The connection between finger use and math ability has been demonstrated on old-fashioned math tests as well. With their eyes closed, first graders were asked to identify which of their fingers a researcher was touching, along with other finger-related exercises. A year later, the students who scored highest on the finger-ID questions consistently scored higher on a math test. When college students were given the same finger quiz, the highest scorers once again performed best on calculation tests.

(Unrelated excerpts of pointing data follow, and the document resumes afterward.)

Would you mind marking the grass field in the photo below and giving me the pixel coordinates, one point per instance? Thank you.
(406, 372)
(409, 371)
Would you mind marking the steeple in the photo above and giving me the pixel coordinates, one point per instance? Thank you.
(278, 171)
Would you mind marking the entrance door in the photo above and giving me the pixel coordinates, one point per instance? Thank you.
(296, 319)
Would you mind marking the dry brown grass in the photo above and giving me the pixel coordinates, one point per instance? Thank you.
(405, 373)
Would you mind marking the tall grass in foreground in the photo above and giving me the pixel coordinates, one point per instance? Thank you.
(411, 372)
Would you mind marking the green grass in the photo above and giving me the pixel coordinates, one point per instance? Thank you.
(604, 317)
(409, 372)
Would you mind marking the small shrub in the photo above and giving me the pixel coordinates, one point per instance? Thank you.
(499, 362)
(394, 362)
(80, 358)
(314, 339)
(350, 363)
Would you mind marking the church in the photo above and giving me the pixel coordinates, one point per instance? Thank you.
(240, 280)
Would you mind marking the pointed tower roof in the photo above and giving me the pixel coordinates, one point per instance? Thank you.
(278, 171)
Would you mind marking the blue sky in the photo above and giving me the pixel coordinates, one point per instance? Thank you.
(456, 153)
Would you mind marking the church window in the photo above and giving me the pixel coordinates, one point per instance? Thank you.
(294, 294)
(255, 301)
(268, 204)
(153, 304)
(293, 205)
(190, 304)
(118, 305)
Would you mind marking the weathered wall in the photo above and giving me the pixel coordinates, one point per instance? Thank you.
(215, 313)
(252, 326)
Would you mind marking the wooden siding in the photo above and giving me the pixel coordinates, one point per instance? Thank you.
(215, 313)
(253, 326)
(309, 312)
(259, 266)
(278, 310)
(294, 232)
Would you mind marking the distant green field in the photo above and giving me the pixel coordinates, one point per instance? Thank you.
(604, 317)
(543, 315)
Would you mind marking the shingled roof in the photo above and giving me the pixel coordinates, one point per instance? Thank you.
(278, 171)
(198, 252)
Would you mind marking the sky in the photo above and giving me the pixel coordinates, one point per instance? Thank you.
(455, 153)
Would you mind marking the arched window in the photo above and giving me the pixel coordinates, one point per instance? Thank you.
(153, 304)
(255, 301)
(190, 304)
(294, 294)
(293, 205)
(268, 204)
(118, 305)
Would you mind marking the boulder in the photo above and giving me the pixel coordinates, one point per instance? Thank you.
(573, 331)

So what does all this mean? For one thing, parents and teachers shouldn’t discourage children from counting on their fingers. “Telling students not to use their fingers to count or represent quantities is akin to halting their mathematical development,” says Jo Boaler, PhD, a professor of math education at Stanford University. (This discouragement may be more rampant than you think—a 2014 mailing from Kumon, a nationwide tutoring service, carried an article titled “Why Finger Counting Is a No-No!”)
Researchers at Stanford also stress that some students simply learn better using visual tools rather than by memorizing the multiplication tables and reciting them as quickly as possible. “When I introduce math problems to my Stanford students, I say, ‘I don’t care about speed; in fact, I am unimpressed by those who finish quickly. That shows you are not thinking deeply,’” says Boaler. “Instead I would like to see interesting and creative representations of ideas.”
Boaler believes that anyone—at any age—looking to improve his or her math ability would do well to improve basic finger dexterity. That means not only counting on your digits but also sharpening general finger “perception.”
That may sound simplistic, but the researchers at Stanford offer an interesting anecdotal hypothesis: “The need for and importance of finger perception could even be the reason that pianists and other musicians often display higher mathematical understanding than people who don’t learn a musical instrument.”
To that end, Stanford’s Youcubed center, which develops resources for math teachers, has devised a series of activities to strengthen students’ perception of their fingers. We’ve included one of them here (see below) for you to try at home. For keyboard templates and more activities, go to youcubed.org.
© 2016 youcubed, courtesy Stanford University
The Piano Exercise
You’ll need a series of paper “keyboards” like the one above, each with the colors in different spots. Put a colored dot on each finger, as shown. Starting with the key on the far left, touch the corresponding finger to each colored “piano key” and hold for a few seconds. Work through all five keys. Switch hands, then add new keyboards.